I have the same error using version 1.8.0 on R 3.5.1. The problem only occurs when I read in large files. (>3G)

when I run it using snakemake in my workflow. I got the error:

Scanning file to determine attributes.
Error in .vcf_stats_gz(file, nrows = nrows, skip = skip, verbose = as.integer(verbose)) :

  std::bad_alloc
Calls: read.vcfR -> .vcf_stats_gz
Execution halted

However, when I run it in R, it returns:

Scanning file to determine attributes.

 *** caught segfault ***
address (nil), cause 'memory not mapped'

Traceback:
 1: .vcf_stats_gz(file, nrows = nrows, skip = skip, verbose = as.integer(verbose))
 2: read.vcfR(file = "/global/home/groups/pl1data/pl1_sudmant/shenghuanjie/temp/phg000520
.v2.GTEx_MidPoint_Imputation.genotype-calls-vcf.c1/GTEx_Analysis_20150112_OMNI_2.5M_5M_45
0Indiv_chr1to22_genot_imput_info04_maf01_HWEp1E6_ConstrVarIDs.vcf.gz")

Possible actions:
1: abort (with core dump, if enabled)
2: normal R exit
3: exit R without saving workspace
4: exit R saving workspace

Here is my sessionInfo() in R:

R version 3.5.1 (2018-07-02)
Platform: x86_64-conda_cos6-linux-gnu (64-bit)
Running under: Scientific Linux 7.4 (Nitrogen)

Matrix products: default
BLAS/LAPACK: /global/home/users/shenghuanjie/miniconda3/lib/R/lib/libRblas.so

locale:
[1] C

attached base packages:
[1] stats     graphics  grDevices utils     datasets  methods   base

other attached packages:
[1] vcfR_1.8.0

loaded via a namespace (and not attached):
 [1] Rcpp_0.12.18      lattice_0.20-35   ape_5.1           viridisLite_0.3.0
 [5] permute_0.9-5     MASS_7.3-50       grid_3.5.1        nlme_3.1-137
 [9] magrittr_1.5      vegan_2.5-4       Matrix_1.2-14     pinfsc50_1.1.0
[13] tools_3.5.1       parallel_3.5.1    compiler_3.5.1    cluster_2.0.7-1
[17] mgcv_1.8-24
knausb commented 5 years ago

Hi Huanjie, can you please provide a minimal reproducible example? I've put some suggestions on how to do this here. Thank you!
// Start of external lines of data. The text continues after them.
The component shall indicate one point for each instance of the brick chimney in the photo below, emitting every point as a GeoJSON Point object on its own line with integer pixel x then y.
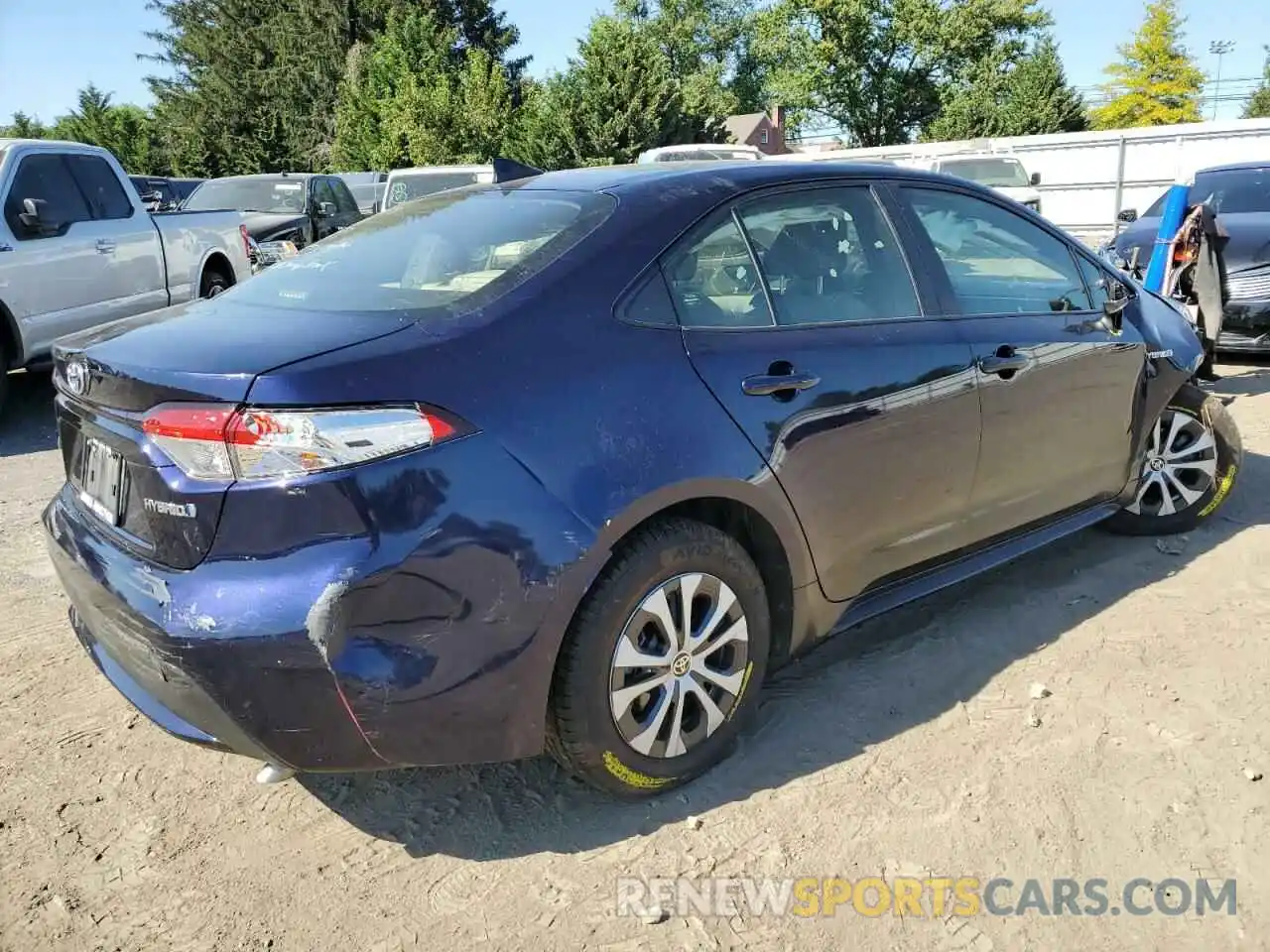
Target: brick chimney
{"type": "Point", "coordinates": [776, 114]}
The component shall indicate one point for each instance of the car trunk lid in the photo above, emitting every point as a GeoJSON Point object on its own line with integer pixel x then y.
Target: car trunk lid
{"type": "Point", "coordinates": [208, 352]}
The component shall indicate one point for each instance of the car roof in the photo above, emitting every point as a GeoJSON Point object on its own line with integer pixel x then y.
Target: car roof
{"type": "Point", "coordinates": [726, 176]}
{"type": "Point", "coordinates": [1236, 167]}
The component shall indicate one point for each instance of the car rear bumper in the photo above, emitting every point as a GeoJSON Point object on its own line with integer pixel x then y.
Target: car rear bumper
{"type": "Point", "coordinates": [330, 656]}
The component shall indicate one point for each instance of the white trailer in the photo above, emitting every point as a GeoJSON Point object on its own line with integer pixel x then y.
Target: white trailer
{"type": "Point", "coordinates": [1088, 178]}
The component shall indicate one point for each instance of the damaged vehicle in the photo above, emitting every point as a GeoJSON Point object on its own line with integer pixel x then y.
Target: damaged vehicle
{"type": "Point", "coordinates": [1238, 194]}
{"type": "Point", "coordinates": [571, 461]}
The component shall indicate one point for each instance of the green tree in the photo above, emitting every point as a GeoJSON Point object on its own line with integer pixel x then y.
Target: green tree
{"type": "Point", "coordinates": [1029, 96]}
{"type": "Point", "coordinates": [1259, 103]}
{"type": "Point", "coordinates": [257, 85]}
{"type": "Point", "coordinates": [1156, 81]}
{"type": "Point", "coordinates": [24, 127]}
{"type": "Point", "coordinates": [417, 95]}
{"type": "Point", "coordinates": [617, 98]}
{"type": "Point", "coordinates": [876, 67]}
{"type": "Point", "coordinates": [706, 45]}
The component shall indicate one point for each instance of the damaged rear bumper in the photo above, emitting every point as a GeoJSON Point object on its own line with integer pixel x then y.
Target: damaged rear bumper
{"type": "Point", "coordinates": [413, 633]}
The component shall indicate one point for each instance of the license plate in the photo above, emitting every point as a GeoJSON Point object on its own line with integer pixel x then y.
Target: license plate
{"type": "Point", "coordinates": [100, 480]}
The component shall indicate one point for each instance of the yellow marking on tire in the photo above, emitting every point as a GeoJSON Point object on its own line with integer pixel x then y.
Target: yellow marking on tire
{"type": "Point", "coordinates": [1223, 488]}
{"type": "Point", "coordinates": [630, 777]}
{"type": "Point", "coordinates": [744, 683]}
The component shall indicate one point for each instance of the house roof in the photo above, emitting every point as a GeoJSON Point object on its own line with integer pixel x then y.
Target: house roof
{"type": "Point", "coordinates": [742, 127]}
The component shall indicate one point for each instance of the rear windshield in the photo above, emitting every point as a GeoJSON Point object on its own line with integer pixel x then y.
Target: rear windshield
{"type": "Point", "coordinates": [272, 194]}
{"type": "Point", "coordinates": [1234, 190]}
{"type": "Point", "coordinates": [436, 257]}
{"type": "Point", "coordinates": [405, 188]}
{"type": "Point", "coordinates": [694, 155]}
{"type": "Point", "coordinates": [997, 173]}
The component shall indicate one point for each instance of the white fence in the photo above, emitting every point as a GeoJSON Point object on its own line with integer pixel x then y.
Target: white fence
{"type": "Point", "coordinates": [1087, 178]}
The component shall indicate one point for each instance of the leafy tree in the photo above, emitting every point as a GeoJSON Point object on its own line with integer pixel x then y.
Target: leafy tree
{"type": "Point", "coordinates": [417, 95]}
{"type": "Point", "coordinates": [876, 67]}
{"type": "Point", "coordinates": [24, 127]}
{"type": "Point", "coordinates": [706, 45]}
{"type": "Point", "coordinates": [1259, 103]}
{"type": "Point", "coordinates": [1029, 96]}
{"type": "Point", "coordinates": [1156, 81]}
{"type": "Point", "coordinates": [257, 84]}
{"type": "Point", "coordinates": [617, 98]}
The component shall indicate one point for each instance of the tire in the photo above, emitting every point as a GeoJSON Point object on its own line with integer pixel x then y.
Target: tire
{"type": "Point", "coordinates": [620, 754]}
{"type": "Point", "coordinates": [1207, 452]}
{"type": "Point", "coordinates": [213, 284]}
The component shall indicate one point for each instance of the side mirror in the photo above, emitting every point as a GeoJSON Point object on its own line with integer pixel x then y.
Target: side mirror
{"type": "Point", "coordinates": [35, 217]}
{"type": "Point", "coordinates": [1118, 299]}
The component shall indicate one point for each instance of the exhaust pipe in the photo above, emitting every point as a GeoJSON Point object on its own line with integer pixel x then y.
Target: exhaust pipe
{"type": "Point", "coordinates": [272, 774]}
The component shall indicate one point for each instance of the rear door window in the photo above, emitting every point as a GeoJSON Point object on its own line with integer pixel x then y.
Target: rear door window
{"type": "Point", "coordinates": [100, 185]}
{"type": "Point", "coordinates": [45, 178]}
{"type": "Point", "coordinates": [440, 255]}
{"type": "Point", "coordinates": [829, 255]}
{"type": "Point", "coordinates": [997, 262]}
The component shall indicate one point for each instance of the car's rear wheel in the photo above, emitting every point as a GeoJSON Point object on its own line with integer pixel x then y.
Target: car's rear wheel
{"type": "Point", "coordinates": [663, 662]}
{"type": "Point", "coordinates": [213, 284]}
{"type": "Point", "coordinates": [1193, 457]}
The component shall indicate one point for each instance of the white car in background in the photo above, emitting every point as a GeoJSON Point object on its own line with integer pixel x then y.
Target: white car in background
{"type": "Point", "coordinates": [1001, 173]}
{"type": "Point", "coordinates": [698, 151]}
{"type": "Point", "coordinates": [77, 249]}
{"type": "Point", "coordinates": [408, 184]}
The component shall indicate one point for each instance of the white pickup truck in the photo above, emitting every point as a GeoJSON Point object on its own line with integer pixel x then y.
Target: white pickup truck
{"type": "Point", "coordinates": [77, 248]}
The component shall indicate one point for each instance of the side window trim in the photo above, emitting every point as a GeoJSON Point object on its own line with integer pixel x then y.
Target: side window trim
{"type": "Point", "coordinates": [935, 264]}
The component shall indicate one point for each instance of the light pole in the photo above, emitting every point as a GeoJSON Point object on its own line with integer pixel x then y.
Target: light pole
{"type": "Point", "coordinates": [1219, 49]}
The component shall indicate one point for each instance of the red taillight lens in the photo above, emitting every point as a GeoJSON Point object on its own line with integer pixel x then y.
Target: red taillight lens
{"type": "Point", "coordinates": [213, 442]}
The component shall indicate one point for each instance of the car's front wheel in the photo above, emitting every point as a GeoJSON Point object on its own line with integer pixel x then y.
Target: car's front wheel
{"type": "Point", "coordinates": [1193, 457]}
{"type": "Point", "coordinates": [663, 661]}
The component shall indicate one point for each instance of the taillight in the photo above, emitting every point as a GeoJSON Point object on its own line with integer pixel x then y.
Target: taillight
{"type": "Point", "coordinates": [213, 442]}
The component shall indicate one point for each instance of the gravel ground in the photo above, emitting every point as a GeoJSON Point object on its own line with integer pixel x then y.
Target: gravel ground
{"type": "Point", "coordinates": [911, 746]}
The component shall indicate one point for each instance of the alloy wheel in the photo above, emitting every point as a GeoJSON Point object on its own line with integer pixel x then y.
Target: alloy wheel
{"type": "Point", "coordinates": [680, 665]}
{"type": "Point", "coordinates": [1179, 467]}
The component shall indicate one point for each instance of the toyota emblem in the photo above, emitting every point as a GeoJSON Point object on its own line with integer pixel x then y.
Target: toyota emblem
{"type": "Point", "coordinates": [76, 377]}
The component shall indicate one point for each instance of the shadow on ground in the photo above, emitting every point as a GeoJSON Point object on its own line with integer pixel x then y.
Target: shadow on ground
{"type": "Point", "coordinates": [856, 690]}
{"type": "Point", "coordinates": [27, 420]}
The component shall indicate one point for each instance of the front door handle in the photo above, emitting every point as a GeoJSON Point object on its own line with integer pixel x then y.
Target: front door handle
{"type": "Point", "coordinates": [1005, 362]}
{"type": "Point", "coordinates": [774, 384]}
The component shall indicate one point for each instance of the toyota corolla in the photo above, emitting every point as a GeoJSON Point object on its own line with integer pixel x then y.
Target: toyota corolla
{"type": "Point", "coordinates": [572, 462]}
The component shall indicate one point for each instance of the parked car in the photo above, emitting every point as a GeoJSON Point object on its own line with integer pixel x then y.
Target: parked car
{"type": "Point", "coordinates": [408, 184]}
{"type": "Point", "coordinates": [162, 194]}
{"type": "Point", "coordinates": [698, 153]}
{"type": "Point", "coordinates": [77, 249]}
{"type": "Point", "coordinates": [562, 465]}
{"type": "Point", "coordinates": [1239, 194]}
{"type": "Point", "coordinates": [1005, 175]}
{"type": "Point", "coordinates": [368, 188]}
{"type": "Point", "coordinates": [287, 207]}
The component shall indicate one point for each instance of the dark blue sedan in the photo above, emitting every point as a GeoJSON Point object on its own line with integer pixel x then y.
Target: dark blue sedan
{"type": "Point", "coordinates": [572, 462]}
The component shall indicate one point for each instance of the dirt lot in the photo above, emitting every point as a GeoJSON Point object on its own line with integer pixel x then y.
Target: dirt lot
{"type": "Point", "coordinates": [910, 746]}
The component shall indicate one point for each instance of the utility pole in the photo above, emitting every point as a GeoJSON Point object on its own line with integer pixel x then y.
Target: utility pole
{"type": "Point", "coordinates": [1219, 49]}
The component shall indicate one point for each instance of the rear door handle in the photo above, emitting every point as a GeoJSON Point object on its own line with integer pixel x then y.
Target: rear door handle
{"type": "Point", "coordinates": [772, 384]}
{"type": "Point", "coordinates": [1005, 361]}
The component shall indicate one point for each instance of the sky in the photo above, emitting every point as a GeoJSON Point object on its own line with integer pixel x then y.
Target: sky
{"type": "Point", "coordinates": [51, 49]}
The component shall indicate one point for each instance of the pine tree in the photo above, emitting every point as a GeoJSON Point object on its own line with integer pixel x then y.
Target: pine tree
{"type": "Point", "coordinates": [1156, 82]}
{"type": "Point", "coordinates": [1000, 98]}
{"type": "Point", "coordinates": [617, 98]}
{"type": "Point", "coordinates": [1259, 103]}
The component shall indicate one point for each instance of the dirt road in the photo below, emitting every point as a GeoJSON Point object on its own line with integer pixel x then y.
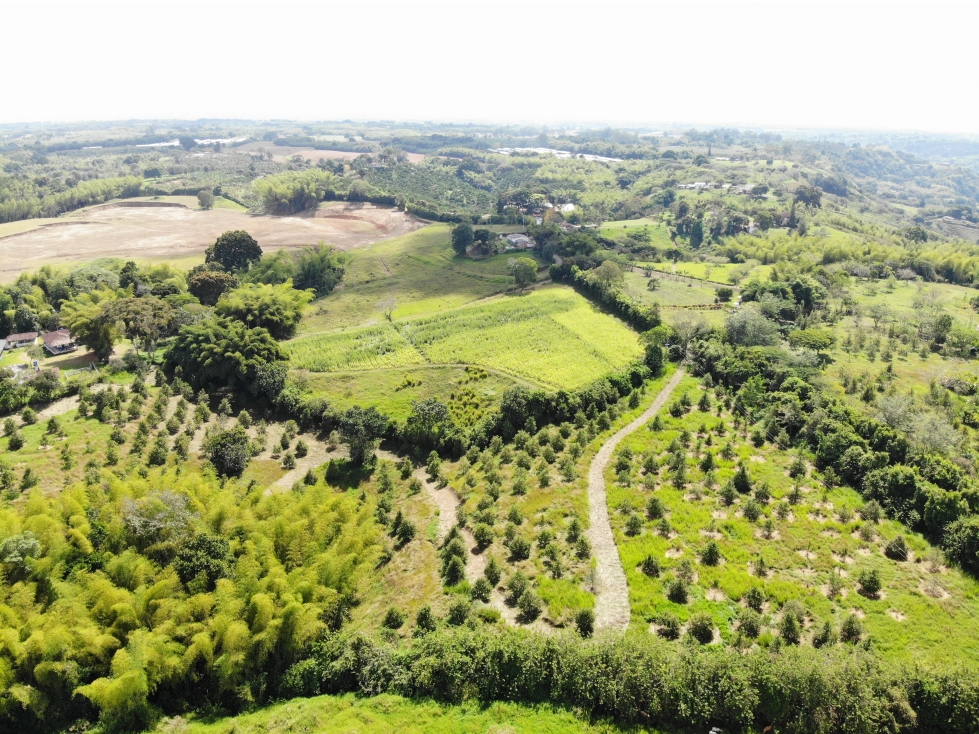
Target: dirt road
{"type": "Point", "coordinates": [612, 590]}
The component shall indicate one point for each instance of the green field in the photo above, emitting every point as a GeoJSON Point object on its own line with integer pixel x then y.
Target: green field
{"type": "Point", "coordinates": [552, 337]}
{"type": "Point", "coordinates": [417, 274]}
{"type": "Point", "coordinates": [386, 713]}
{"type": "Point", "coordinates": [926, 613]}
{"type": "Point", "coordinates": [669, 292]}
{"type": "Point", "coordinates": [469, 394]}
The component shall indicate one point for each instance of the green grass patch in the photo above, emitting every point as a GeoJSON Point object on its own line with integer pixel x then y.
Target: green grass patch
{"type": "Point", "coordinates": [387, 713]}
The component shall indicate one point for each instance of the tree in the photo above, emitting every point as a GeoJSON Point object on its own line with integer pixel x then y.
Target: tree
{"type": "Point", "coordinates": [818, 340]}
{"type": "Point", "coordinates": [320, 268]}
{"type": "Point", "coordinates": [91, 323]}
{"type": "Point", "coordinates": [524, 272]}
{"type": "Point", "coordinates": [208, 285]}
{"type": "Point", "coordinates": [143, 320]}
{"type": "Point", "coordinates": [748, 328]}
{"type": "Point", "coordinates": [228, 450]}
{"type": "Point", "coordinates": [608, 274]}
{"type": "Point", "coordinates": [234, 250]}
{"type": "Point", "coordinates": [129, 275]}
{"type": "Point", "coordinates": [361, 429]}
{"type": "Point", "coordinates": [462, 238]}
{"type": "Point", "coordinates": [220, 352]}
{"type": "Point", "coordinates": [277, 308]}
{"type": "Point", "coordinates": [203, 559]}
{"type": "Point", "coordinates": [697, 234]}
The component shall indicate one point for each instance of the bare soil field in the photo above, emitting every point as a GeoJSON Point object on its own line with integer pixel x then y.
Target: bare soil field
{"type": "Point", "coordinates": [168, 231]}
{"type": "Point", "coordinates": [282, 153]}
shenghuanjie commented 5 years ago

Thank you . Problem solved by devtools::install_github(repo="knausb/vcfR") following this issue. Now I'm getting new errors:

Error in extract.gt(x) : ID column contains non-unique names
Calls: vcfR2genlight -> extract.gt
Execution halted

It's probably something wrong in my file. Apparently, the original error only occurs when I used the entire dataset but not a small sample with the first 1000 lines. Unfortunately, I'm not allowed to share any data because they are sensitive data subjected to Protection Level 1 (PL1). I will try to identify the issue.

knausb commented 5 years ago

Agreed! Please do not share your data if it is sensitive. In section 1.6.1 part 3 of the VCF specification it states that the ID column should contain unique identifiers. From the error message you've reported I'd guess this is your issue. You can subset your vcfR object using the square brackets.

data("vcfR_test")
vcfR_test[1:2,]

This should help you identify the offending line(s). Good luck!

ruqianl commented 5 years ago

I'm having the same error. The strange thing is that all my vcf files were produced using the same command. There is only one file that triggers the error. Still quite confused.

Any suggestions?

RL

knausb commented 5 years ago

Hi @Rachael-rq ,

This issue does not appear to have identified an actionable item. So adding to it does not appear as if it will help you. If you'd like help I suggest you open a new issue and include a minimal reproducible example so that there may be something for me to address. I've put some suggestions on how to do this here. Thank you!

argymeg commented 5 years ago

Hi,

Thought I should leave here for the record that I was also having this problem with just one of ~200 files, still can't figure out what made it different from every other one, but in any case everything works fine after installing the development version.